Dual payload strategies enable:

● Coverage of multiple cell-cycle phases

● Better handling of tumor heterogeneity

● Delayed resistance development

2.2 Linker: From Connector to Core Control Mechanism

In ADC 2.0, the linker is often the true differentiator:

● Enzyme-cleavable linkers

● pH-sensitive systems

● Self-immolative designs

Critical parameters:

● Stability in circulation

● Efficient release in tumor microenvironment

● Preservation of payload activity

Enhertu’s success is, in large part, a triumph of linker engineering.

2.3 Antibody: From Targeting Tool to Stratification Engine

Antibodies now play a broader role:

● Define patient eligibility (HER2-high → HER2-low)

● Influence internalization efficiency

● Enable immune modulation via Fc function

A major shift:Lower expression thresholds are now viable targets

This is why HER2 ADC drugs are expanding beyond breast cancer into:

● Gastric cancer

● Non-small cell lung cancer

● Colorectal cancer (under exploration)

3. Clinical Strategy Redefined: From Add-On to Core Treatment Axis

3.1 Earlier Line Usage

● Moving from third-line to first-line

● Entering neoadjuvant and adjuvant settings

3.2 Combination Therapy as Standard

● ADC + PD-1/PD-L1

● ADC + low-dose chemotherapy

● ADC + targeted therapy

Mechanism:

● Induction of immunogenic cell death (ICD)

● Dual effect: antigen release + immune activation

3.3 Indication Expansion Logic Shift

Old model:

High expression target → specific cancer

New model:

Efficient delivery platform → multiple cancers

This paradigm shift is central to the expansion of the ADC pipeline global.

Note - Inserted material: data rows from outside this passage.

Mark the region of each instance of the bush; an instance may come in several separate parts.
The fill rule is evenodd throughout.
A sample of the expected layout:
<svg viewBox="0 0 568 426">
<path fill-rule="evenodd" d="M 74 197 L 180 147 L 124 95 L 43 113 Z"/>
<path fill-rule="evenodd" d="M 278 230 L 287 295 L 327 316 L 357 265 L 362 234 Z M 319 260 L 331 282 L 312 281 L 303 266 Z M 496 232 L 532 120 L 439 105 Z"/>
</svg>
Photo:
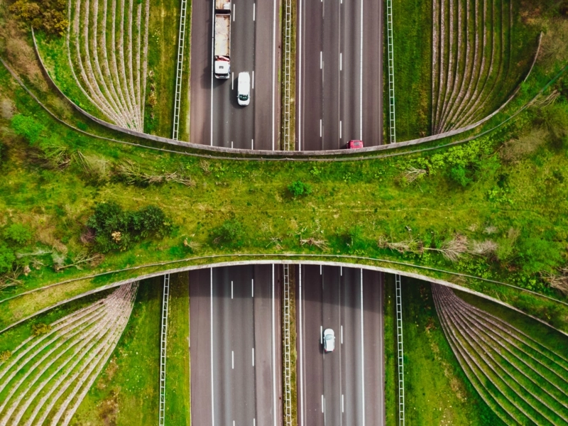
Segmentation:
<svg viewBox="0 0 568 426">
<path fill-rule="evenodd" d="M 212 233 L 214 244 L 233 246 L 241 246 L 244 236 L 243 225 L 236 219 L 226 220 Z"/>
<path fill-rule="evenodd" d="M 473 180 L 471 178 L 467 177 L 467 170 L 466 168 L 462 165 L 452 167 L 449 170 L 449 177 L 452 178 L 452 180 L 459 183 L 464 187 L 469 185 Z"/>
<path fill-rule="evenodd" d="M 4 238 L 23 246 L 31 239 L 32 234 L 26 225 L 12 224 L 4 231 Z"/>
<path fill-rule="evenodd" d="M 10 6 L 10 11 L 20 21 L 48 34 L 64 36 L 69 25 L 66 0 L 18 0 Z"/>
<path fill-rule="evenodd" d="M 12 270 L 16 262 L 16 256 L 6 244 L 0 244 L 0 273 L 6 273 Z"/>
<path fill-rule="evenodd" d="M 114 202 L 97 204 L 87 226 L 94 232 L 97 248 L 102 253 L 126 250 L 143 239 L 163 237 L 172 229 L 160 207 L 148 206 L 136 212 L 124 212 Z"/>
<path fill-rule="evenodd" d="M 312 187 L 301 180 L 296 180 L 288 185 L 288 191 L 294 198 L 312 193 Z"/>
<path fill-rule="evenodd" d="M 12 129 L 17 135 L 23 136 L 30 145 L 34 145 L 41 133 L 45 129 L 40 124 L 21 114 L 13 116 L 11 122 Z"/>
</svg>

4. Global Competition: The Rise of Platform Wars

ADC competition has moved from products to platforms.

Global leaders:

● Daiichi Sankyo / AstraZeneca (Enhertu ecosystem)

● Seagen (acquired by Pfizer)

● Roche

Strengths:

● Deep technology stacks

● Strong clinical infrastructure

● Mature global commercialization

China’s Rise: From Fast-Follow to Innovation Leader

Chinese companies are rapidly gaining ground:

● RemeGen

○ RC48 validated in global markets

● Sichuan Baili Tianheng

○ Focus on platform-based and multi-payload ADCs

Key advantages:

● Faster clinical execution

● Strong CMC (manufacturing) optimization

● Active global licensing deals

China’s contribution to the ADC pipeline global continues to expand, with several candidates already appearing in the list of approved drugs in China or nearing approval.

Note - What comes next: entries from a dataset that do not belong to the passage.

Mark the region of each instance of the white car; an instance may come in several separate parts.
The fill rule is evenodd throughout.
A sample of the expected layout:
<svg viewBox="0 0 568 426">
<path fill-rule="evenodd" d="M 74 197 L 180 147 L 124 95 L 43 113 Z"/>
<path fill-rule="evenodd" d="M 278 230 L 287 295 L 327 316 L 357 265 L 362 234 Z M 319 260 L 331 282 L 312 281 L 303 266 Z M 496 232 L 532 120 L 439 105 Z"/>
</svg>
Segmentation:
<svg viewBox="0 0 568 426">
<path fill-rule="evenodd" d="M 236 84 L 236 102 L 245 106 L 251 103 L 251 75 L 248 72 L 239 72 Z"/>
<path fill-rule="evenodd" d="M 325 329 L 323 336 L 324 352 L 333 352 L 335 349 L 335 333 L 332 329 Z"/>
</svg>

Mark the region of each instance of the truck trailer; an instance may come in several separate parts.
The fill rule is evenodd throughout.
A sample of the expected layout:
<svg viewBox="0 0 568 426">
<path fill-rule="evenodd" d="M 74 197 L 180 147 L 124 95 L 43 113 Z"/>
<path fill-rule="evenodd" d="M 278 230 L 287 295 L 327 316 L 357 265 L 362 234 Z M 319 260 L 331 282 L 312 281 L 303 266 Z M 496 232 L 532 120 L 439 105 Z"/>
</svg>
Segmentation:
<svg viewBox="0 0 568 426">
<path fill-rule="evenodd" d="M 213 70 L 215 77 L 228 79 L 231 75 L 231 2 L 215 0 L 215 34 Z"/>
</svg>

Notably, many of these companies are also emerging among the top rare disease companies, as ADC platforms expand into niche and high-unmet-need indications.

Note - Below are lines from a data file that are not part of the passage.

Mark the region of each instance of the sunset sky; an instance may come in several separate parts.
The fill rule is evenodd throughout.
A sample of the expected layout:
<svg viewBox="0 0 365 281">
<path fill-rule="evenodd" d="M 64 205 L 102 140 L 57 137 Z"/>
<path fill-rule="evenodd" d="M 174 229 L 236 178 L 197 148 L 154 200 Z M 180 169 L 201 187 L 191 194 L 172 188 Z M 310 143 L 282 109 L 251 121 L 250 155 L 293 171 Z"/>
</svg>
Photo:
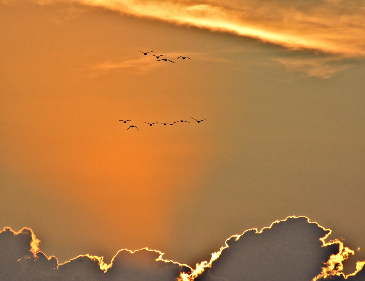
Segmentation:
<svg viewBox="0 0 365 281">
<path fill-rule="evenodd" d="M 0 230 L 194 267 L 305 216 L 365 260 L 363 1 L 4 0 L 0 38 Z"/>
</svg>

5. Commercialization & Access: The “Last Mile” Challenge

Despite clinical success, ADCs face a major barrier: Cost and accessibility

Drugs like Enhertu remain expensive, limiting patient access worldwide.

In this context:

● Chinese ADCs offer cost-effective alternatives

● Cross-border pharmaceutical logistics becomes critical

● Cold-chain and regulatory compliance are essential

As a trusted platform operating within the global chinese online pharmacy ecosystem, DengYueMed supports:

● Global sourcing of innovative oncology drugs

● End-to-end cold-chain logistics

● Regulatory-compliant international distribution

This ensures that innovative drugs are not only developed—but actually reach patients in need.

6. Conclusion: Who Will Define ADC 3.0?

ADC 2.0 is about engineering and platforms. The next phase may include:

● Precisely controlled multi-payload systems

● Programmable linker technologies

● Integration with cell therapies

● AI-driven molecular design

Ultimately, the future of ADCs will not be defined by toxicity—but by:

The ability to build scalable, programmable, and globally deployable delivery platforms

In this transformation, DengYue will continue to connect global demand with Chinese innovation—tracking antibody drug conjugates 2026, integrating leading HER2 ADC drugs, and accelerating the journey from breakthrough science to real-world accessibility.